Operations Runbook

Edited by Lawrence Beckwith on February 22, 2026 at 4:40 AM UTC

Daily Health Checks

# Full dependency status
curl http://127.0.0.1:8080/dependencies/health

# Coordinator recent logs
docker logs otheru-coordinator --since=1h

# JetKVM bridge live check (frame_age should be < 100ms)
curl http://127.0.0.1:8005/stats

# GSD loop status (if running)
curl http://127.0.0.1:8090/gsd/report

Coordinator

# Restart
docker restart otheru-coordinator

# Follow logs
docker logs otheru-coordinator -f --since=5m

# Verify routing for a prompt
docker exec otheru-coordinator python3 -c "
import sys; sys.path.insert(0, '/app')
from routing import needs_tools
print(needs_tools('your prompt here'))
"

Hardware Bridge (JetKVM)

# Bridge status
curl http://127.0.0.1:8005/stats

# Capture a screenshot
curl http://127.0.0.1:8005/screenshot | python3 -c \
  "import sys,json,base64; d=json.load(sys.stdin); \
   open('/tmp/desktop.jpg','wb').write(base64.b64decode(d['image_base64']))"

# Start a screen recording
curl -X POST http://127.0.0.1:8005/record \
  -H 'Content-Type: application/json' \
  -d '{"output_path":"/tmp/recording.mp4","duration":60,"fps":15}'

# Patch bridge.py
docker cp /path/to/bridge.py hardware-bridge:/app/bridge.py
docker restart hardware-bridge

Agent Memory Management

# List all agent states + memory usage
curl http://127.0.0.1:8080/agents/status

# Load an agent on demand
curl -X POST http://127.0.0.1:8080/agents/fara/load

# Unload to free memory
curl -X POST http://127.0.0.1:8080/agents/fara/unload

GSD Loop

curl -X POST http://127.0.0.1:8090/gsd/start
curl -X POST http://127.0.0.1:8090/gsd/pause
curl http://127.0.0.1:8090/gsd/report
curl http://127.0.0.1:8090/gsd/status
curl -X POST http://127.0.0.1:8090/gsd/set-objective \
  -H 'Content-Type: application/json' -d '{"objective":"..."}'

Incident Triage

  1. Identify scope — which tier or service is failing?
  2. Check logsdocker logs <container> --since=10m
  3. Validate dependenciescurl http://127.0.0.1:8080/dependencies/health
  4. Apply targeted fix — restart container, patch config, reload model
  5. Verify recovery — re-run health checks
  6. Document — update runbook with root cause and fix

Common Issues

KVM requests not routing to Fara

Check that KVM-related keywords are present in routing_policy.json under tool_intent_keywords.

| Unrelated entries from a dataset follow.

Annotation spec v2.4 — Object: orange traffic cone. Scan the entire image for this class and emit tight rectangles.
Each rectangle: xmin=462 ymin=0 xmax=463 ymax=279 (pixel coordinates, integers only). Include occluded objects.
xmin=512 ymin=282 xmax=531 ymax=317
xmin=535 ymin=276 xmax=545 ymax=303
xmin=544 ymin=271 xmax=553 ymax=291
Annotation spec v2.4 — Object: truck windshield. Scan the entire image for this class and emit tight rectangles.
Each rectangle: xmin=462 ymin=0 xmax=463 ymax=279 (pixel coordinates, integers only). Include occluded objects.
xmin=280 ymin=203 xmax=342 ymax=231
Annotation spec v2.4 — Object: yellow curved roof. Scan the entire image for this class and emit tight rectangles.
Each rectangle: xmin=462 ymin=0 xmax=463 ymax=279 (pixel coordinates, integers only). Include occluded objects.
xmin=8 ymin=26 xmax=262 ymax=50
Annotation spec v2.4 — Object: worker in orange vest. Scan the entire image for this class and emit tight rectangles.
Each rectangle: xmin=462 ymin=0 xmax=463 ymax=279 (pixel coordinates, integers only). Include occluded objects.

docker exec otheru-coordinator python3 -c "
import sys; sys.path.insert(0, '/app')
from routing import needs_tools
print(needs_tools('use the kvm to open notepad'))  # should be True
"

If False, add the missing keyword patterns to core/config/routing_policy.json and restart the coordinator.

Display goes dark after EDID change

Custom low-resolution EDIDs may lack fallback timing modes. Reset to the native display EDID:

curl -X POST http://127.0.0.1:8005/edid \
  -H 'Content-Type: application/json' \
  -d '{"edid_name": "T749-fHD720"}'

The call may time out but the change applies. Restart the bridge to confirm.

Memory pressure / model load failures

Unload agents that aren't currently needed:

curl -X POST http://127.0.0.1:8080/agents/fara/unload
curl -X POST http://127.0.0.1:8080/agents/reasoner/unload

Check overall memory with free -h and docker stats --no-stream.

Coordinator doesn't start after a code change

Syntax error in a bind-mounted file. Validate before restarting:

cd otheru-core/core/coordinator
python3 -c "import py_compile; py_compile.compile('changed_file.py', doraise=True)"
docker restart otheru-coordinator

Release Hygiene

  • Keep compose and env changes version-controlled
  • Stage risky changes with a controlled rollout
  • Coordinator source is bind-mounted — edit on host, never inside the container
  • Bridge changes require docker cp + restart
  • routing_policy.json changes require docker restart otheru-coordinator

WMMA Ops Profiling

Standard workflow

  1. Run timing benchmarks for kernel variants
  2. Capture HIP traces for launch behavior and synchronization overhead
  3. Use rocprofv3 where available to compare instruction and memory patterns

gfx1151 limitation

Many hardware performance counters are unavailable on consumer gfx1151 (aqlprofile-backed counters fail). Prioritize:

  • Wall-clock benchmark stability
  • PyTorch profiler traces
  • HIP API trace analysis

Rule: Promote a kernel variant only when it passes both correctness checks and repeatable timing benchmarks. Keep the adaptive fallback enabled.